Als er mich einlud, an diesem Projekt mitzuwirken, habe ich unter anderem auch aufgrund meiner damaligen Einschätzung meine Bereitschaft zum Ausdruck gebracht und ihm gesagt, dass wir uns in einem Wettbewerb zwischen Geschichte und ihrer Aufarbeitung befinden. Die Journalisten waren diejenigen, die den ersten Entwurf der Geschichte gemacht haben, wie der Titel des Buches sagt, und den Hauptteig hat bereits der Internationale Strafgerichtshof für das ehemalige Jugoslawien gegeben. Das Sarajevo Media Center hat über 2640 journalistische Beweise gesammelt, die von diesem Gericht verwendet wurden – ein ganzes Archiv, das erklärt, was in den Kriegen im ehemaligen Jugoslawien geschah.

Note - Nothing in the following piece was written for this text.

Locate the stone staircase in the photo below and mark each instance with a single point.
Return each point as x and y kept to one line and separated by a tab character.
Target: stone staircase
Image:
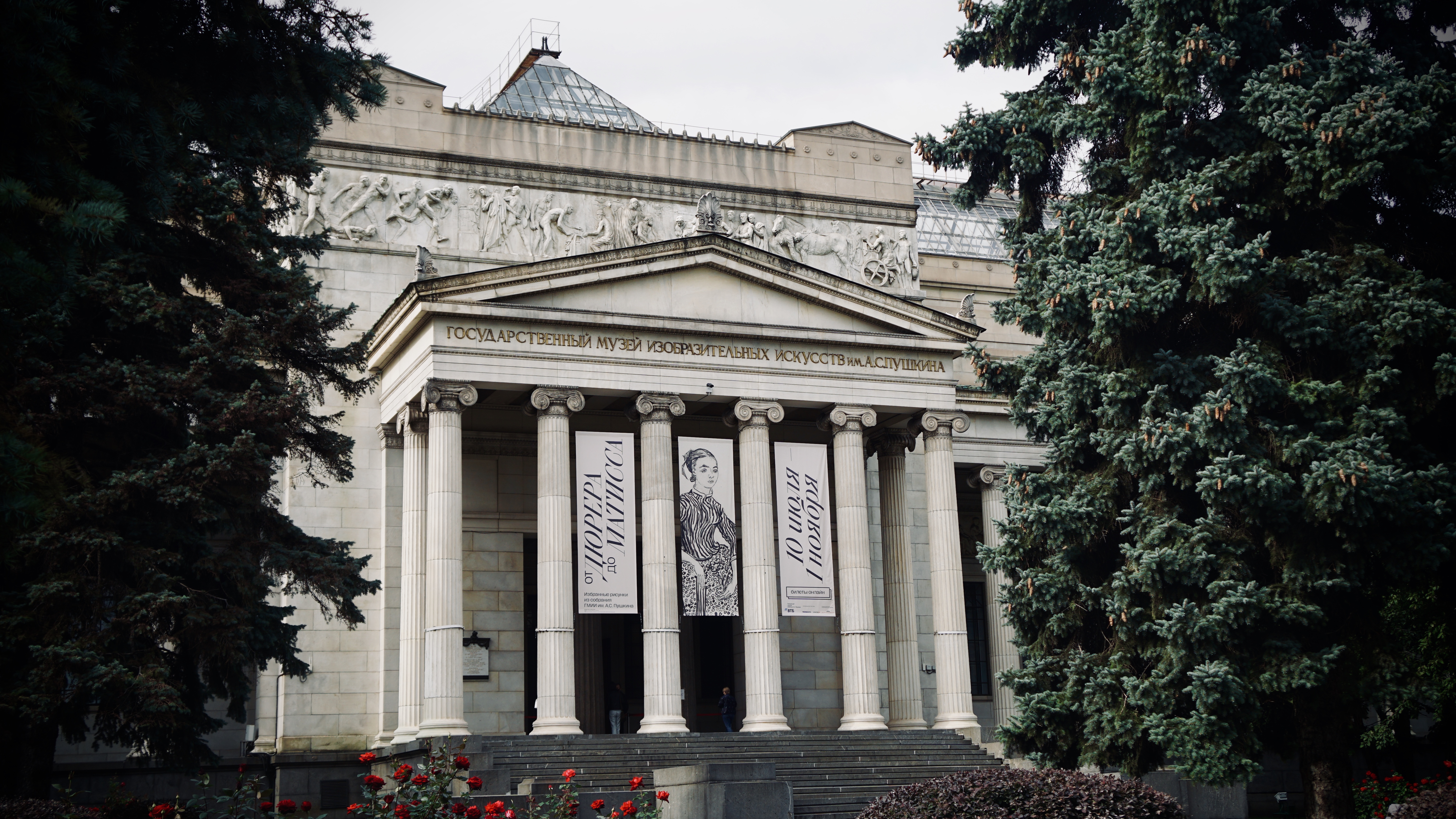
835	775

Aber diese durch Rechtsstreitigkeiten konstruierte Geschichte steht in aktiver Konkurrenz zu einer anderen Geschichte, die gerade entsteht. Wie ich in Kontiqs Buch dargelegt habe, ist die Fähigkeit, Fehlinformationen zu erzeugen (in sozialen Netzwerken und in den Medien im Allgemeinen), größer als die Fähigkeit, Informationen professionell zu verarbeiten. Das Sarajevo Media Center kann also 2640 in Den Haag eingereichte professionelle Erfahrungsberichte verarbeiten, aber so viele Fehlinformationen kann eine gut organisierte Social-Media-Kampagne in einer Stunde produzieren.
4.
Und am Tag nach meiner Rückkehr aus Sarajevo habe ich dieses Rennen, das zu einem globalen Rennen wurde, live gestreamt.

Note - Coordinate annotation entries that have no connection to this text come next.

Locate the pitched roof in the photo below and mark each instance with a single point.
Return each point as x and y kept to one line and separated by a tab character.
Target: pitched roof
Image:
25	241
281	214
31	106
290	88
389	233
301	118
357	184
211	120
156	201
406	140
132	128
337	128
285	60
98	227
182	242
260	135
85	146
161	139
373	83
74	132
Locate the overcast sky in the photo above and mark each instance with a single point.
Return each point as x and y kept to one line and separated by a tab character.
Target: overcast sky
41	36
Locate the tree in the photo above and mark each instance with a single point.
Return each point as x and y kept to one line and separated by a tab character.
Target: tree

In der UN-Generalversammlung wurde eine Resolution zur Abstimmung gestellt, die eine erneute Überprüfung der Tatsache vorsieht, dass in Srebrenica ein Völkermord stattgefunden hat, und die Notwendigkeit, diese Tatsache nicht zu relativieren oder zu leugnen, sondern als Verbrechen in Erinnerung zu behalten. gegen die Menschheit.
Der serbische Präsident Vucic machte aus der Resolution einen Sportwettbewerb. Auf der einen Seite gäbe es 84 Länder, die glaubten, dass dort ein Völkermord stattgefunden habe. Auf der anderen Seite stünden jene Länder, die nicht glaubten, dass es geschehen sei, die es nicht für sinnvoll hielten, es zu erwähnen, oder die nicht glaubten, dass die Erwähnung dieser Tatsache irgendetwas nützen könne. Auf der einen Seite standen die Gläubigen eines moralischen Aktes, auf der anderen Seite die Leugner, Relativisten, Ungehorsamen, Unwissenden oder Desinteressierten dieses moralischen Aktes.

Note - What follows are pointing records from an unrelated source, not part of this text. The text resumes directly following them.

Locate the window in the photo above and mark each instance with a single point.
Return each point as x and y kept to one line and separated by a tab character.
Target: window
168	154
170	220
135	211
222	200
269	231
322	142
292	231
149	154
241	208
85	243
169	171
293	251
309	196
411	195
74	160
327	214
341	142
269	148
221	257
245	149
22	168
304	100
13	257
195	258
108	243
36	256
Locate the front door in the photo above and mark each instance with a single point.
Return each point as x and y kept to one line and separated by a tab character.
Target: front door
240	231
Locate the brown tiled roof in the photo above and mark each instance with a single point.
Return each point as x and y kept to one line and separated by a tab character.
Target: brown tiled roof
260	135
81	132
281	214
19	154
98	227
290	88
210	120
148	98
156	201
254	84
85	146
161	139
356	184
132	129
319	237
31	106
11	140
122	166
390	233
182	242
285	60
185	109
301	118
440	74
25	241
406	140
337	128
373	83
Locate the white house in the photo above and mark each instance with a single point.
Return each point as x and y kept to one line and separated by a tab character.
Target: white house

Die Resolution zu Srebrenica schien wie ein Wettbewerb zwischen einer wissenschaftlichen Institution, die mit einer Zusammenfassung der Arbeiten von Historikern, Pathologen, Psychiatern und Soziologen versucht, eine akzeptable Wahrheit aufzubauen, und einem Chor junger Menschen, die nach dem Konsum von Bier und anderen Anstiftern von Leidenschaft, einen Sinn im Leben finden, um an diesem Tag zu schreien, um das Gespräch zu verhindern, das auf die Suche nach der Wahrheit gerichtet ist.
Der serbische Präsident, ein ehemaliger Fußballfan, der zugab, dass er in Spielen von C. Zvezda nachweislich körperliche Gewalt angewendet hatte, darunter auch in dem Spiel gegen Dinamo in Zagreb, das damals eine Warnung vor dem Beginn des Krieges in Serbien war Das ehemalige Jugoslawien nahm bei den Vereinten Nationen die Nationalflagge anstelle der Fußballflagge mit, um vielleicht zu beweisen, dass die Vergangenheit umso näher rückt, je weiter wir in diesem unvollendeten Konflikt in die kommenden Jahre des 21. Jahrhunderts vordringen.